Woran liegt das? War der Song so viel beschissener als die anderen 25? Hat die 18-jährige Sängerin derart versagt? Eigentlich nicht. Ein qualitativer Unterschied zu mindestens 2/3 des restlichen Teilnehmerfelds war nicht erkennbar.

Ja, was sind also die Gründe. Die kann sich jeder nach seinem Weltbild zusammensuchen. Die ersten Pegida-Pfeifen werden jetzt bereits wieder auf Facebook herumheulen, dass Angela Merkels Flüchtlingspolitik daran schuld ist, dass Deutschland des ESC verliert. Warum auch immer dann ausgerechnet ein Lied gewinnt, welches Verschleppung thematisiert. Andere werden wieder sagen, dass sich Nachbarländer aus Wirtschaftsinteressen die Punkte gegenseitig zuschachern. Kann natürlich sein, aber ist das wirklich wichtig?

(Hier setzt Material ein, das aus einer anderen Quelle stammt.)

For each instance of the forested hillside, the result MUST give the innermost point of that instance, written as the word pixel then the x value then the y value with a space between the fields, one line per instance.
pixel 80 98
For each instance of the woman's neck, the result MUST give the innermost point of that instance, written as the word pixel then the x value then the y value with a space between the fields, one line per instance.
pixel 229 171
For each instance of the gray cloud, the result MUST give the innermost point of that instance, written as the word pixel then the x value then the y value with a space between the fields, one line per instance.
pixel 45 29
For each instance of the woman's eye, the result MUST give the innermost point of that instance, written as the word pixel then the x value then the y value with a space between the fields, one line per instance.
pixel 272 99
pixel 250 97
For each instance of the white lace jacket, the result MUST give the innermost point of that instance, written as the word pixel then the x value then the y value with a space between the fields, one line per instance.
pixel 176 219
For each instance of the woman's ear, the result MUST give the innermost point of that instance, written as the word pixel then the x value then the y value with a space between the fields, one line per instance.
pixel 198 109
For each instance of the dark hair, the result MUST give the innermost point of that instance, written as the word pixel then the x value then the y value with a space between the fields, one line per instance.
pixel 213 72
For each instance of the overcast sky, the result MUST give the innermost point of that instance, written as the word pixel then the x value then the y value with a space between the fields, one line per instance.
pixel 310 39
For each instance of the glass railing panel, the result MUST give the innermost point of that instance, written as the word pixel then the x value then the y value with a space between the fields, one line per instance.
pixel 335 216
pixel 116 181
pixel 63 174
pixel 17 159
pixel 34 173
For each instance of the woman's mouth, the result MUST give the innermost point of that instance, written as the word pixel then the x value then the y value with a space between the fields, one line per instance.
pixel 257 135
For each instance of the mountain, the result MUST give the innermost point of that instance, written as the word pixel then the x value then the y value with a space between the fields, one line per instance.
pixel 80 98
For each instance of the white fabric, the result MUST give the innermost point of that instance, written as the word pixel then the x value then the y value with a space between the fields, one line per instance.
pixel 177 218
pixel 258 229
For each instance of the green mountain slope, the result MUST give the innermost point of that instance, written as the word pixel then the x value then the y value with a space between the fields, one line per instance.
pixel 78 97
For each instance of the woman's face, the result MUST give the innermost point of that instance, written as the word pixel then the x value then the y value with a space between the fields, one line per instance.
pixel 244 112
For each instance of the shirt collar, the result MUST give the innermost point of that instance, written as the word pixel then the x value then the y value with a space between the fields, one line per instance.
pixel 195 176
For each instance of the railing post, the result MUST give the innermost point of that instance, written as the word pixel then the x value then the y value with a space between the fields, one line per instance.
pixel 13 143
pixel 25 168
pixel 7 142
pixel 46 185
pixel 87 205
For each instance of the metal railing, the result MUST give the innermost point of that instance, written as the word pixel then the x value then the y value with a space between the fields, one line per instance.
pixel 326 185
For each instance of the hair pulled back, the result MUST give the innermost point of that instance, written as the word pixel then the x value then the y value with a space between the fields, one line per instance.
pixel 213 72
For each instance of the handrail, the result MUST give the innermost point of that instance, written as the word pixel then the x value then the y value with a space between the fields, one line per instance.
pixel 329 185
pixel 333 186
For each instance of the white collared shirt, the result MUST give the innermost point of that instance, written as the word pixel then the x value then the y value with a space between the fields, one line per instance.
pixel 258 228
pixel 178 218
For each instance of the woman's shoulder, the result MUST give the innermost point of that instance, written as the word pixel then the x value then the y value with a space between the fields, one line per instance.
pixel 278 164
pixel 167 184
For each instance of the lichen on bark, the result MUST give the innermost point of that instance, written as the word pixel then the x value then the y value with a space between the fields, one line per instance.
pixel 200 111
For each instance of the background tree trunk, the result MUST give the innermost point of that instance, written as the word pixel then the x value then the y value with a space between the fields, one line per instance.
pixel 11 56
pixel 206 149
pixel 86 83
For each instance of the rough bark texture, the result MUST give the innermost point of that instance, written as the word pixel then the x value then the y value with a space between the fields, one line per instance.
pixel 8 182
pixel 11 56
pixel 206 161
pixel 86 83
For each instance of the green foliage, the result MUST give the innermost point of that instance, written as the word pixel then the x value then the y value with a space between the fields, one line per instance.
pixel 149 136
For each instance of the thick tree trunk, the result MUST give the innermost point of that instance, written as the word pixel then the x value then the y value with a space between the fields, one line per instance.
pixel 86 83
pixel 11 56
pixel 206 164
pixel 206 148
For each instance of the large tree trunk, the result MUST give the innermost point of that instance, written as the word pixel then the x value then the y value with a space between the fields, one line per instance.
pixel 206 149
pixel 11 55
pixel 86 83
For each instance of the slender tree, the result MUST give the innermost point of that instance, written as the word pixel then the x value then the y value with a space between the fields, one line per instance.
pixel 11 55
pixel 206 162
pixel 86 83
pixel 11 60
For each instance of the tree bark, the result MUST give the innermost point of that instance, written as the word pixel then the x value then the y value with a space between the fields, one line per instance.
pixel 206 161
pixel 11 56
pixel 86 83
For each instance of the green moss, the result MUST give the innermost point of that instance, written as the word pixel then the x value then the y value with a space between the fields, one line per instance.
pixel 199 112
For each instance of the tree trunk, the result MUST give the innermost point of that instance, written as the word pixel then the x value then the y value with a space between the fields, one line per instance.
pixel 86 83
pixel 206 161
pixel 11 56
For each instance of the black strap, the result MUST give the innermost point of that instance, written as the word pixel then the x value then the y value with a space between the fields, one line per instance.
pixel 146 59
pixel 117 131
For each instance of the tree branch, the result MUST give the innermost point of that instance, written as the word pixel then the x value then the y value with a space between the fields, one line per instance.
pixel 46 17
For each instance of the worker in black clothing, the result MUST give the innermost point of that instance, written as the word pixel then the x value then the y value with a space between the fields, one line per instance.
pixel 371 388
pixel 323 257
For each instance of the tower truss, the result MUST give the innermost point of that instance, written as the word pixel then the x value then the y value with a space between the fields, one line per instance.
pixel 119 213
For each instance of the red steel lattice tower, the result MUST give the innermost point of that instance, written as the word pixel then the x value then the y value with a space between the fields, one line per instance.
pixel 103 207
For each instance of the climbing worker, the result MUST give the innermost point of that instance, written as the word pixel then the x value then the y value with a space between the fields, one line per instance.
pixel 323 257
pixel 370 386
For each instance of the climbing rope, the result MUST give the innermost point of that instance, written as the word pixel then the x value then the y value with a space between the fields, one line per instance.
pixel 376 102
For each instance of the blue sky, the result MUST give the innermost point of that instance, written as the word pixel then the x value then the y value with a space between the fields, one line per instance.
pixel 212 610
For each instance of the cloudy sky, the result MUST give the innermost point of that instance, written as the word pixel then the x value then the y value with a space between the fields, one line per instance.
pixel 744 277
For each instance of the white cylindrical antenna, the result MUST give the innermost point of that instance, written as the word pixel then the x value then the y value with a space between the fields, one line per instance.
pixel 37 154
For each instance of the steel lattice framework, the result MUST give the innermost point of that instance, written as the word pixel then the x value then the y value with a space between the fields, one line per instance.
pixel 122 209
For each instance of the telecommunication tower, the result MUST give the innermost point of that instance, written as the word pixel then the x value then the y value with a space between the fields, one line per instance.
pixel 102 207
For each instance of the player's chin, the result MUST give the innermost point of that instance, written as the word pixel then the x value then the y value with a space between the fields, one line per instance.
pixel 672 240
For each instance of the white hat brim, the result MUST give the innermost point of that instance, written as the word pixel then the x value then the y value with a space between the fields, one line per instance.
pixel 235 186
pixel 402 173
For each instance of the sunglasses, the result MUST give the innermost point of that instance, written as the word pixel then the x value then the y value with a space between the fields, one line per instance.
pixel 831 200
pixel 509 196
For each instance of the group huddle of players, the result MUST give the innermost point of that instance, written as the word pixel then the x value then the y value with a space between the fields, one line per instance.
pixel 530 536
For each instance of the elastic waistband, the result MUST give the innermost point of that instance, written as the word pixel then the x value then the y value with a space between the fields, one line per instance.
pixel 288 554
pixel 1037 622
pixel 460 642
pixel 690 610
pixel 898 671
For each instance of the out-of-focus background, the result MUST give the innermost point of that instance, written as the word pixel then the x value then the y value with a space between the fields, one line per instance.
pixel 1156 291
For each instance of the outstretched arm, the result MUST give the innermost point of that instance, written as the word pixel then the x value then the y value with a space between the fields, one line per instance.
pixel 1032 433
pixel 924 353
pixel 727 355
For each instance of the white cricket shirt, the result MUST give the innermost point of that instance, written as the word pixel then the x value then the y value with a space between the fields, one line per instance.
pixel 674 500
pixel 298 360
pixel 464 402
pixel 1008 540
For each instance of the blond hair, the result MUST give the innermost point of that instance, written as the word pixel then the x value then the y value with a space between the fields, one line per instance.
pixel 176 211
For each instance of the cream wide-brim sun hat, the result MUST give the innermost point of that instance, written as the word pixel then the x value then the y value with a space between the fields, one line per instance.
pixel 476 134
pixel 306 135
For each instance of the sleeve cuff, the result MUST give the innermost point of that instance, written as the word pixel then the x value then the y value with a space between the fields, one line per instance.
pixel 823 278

Eigentlich ist es doch völlig egal, wer wie viele Punkte bei diesem qualitativ Jahr um Jahr fragwürdigen Wettbewerb erhält und von wem. Was untergeht, ist die Idee, die hinter dem ESC steckt: Nämlich, dass ganz Europa (und jetzt irgendwie halt auch Australien, na gut...) einen friedlichen Wettbewerb gemeinsam ausrichtet, völlig unabhängig von den politischen und kulturellen Unterschieden. Man kann froh darüber sein, dass wir in einer Zeit leben, in der so etwas überhaupt möglich ist. Wer weiß, wie lange das überhaupt noch gehen kann, so sehr, wie sich Europa derzeit auseinanderlebt?

Von daher: Ja, ein letzter Platz ist peinlich. Aber es sollte jetzt nicht der Grund dafür sein, ein 18-jähriges Mädchen zum Gespött der Nation zu machen, obwohl sie selber keinen sichtbaren Fehler gemacht hat. Dass man sie mit einem nichtssagenden Random-Song ziemlich unvorbereitet in den Wettbewerb jagt, ist nicht primär ihre Schuld. Umso trauriger, wenn der Abend von Stockholm das mutmaßliche Ende der musikalischen Karriere von Jamie-Lee Kriewitz darstellt, weil man sie nun auf ewig mit einem letzten Platz bei ESC verbindet. Das wäre nicht unbedingt fair, wenn auch sehr einfach. Ob man die Musik jetzt mag oder nicht.

Nächstes Jahr muss Deutschland dann den nächsten Sündenbock in den Wettbewerb schicken. Vielleicht sollte es der VfB Stuttgart mal versuchen? Das wäre eine Möglichkeit. Aber wir sind uns ziemlich sicher, dass Helmut Markwort bereits aus sicherer Quelle weiß, dass niemand anderes als Sigmar Gabriel mit dem Song „In meiner Badewanne bin ich Kapitän“ unser potenzieller Kandidat für den ESC 2017 ist. Und darauf freuen wir uns schon!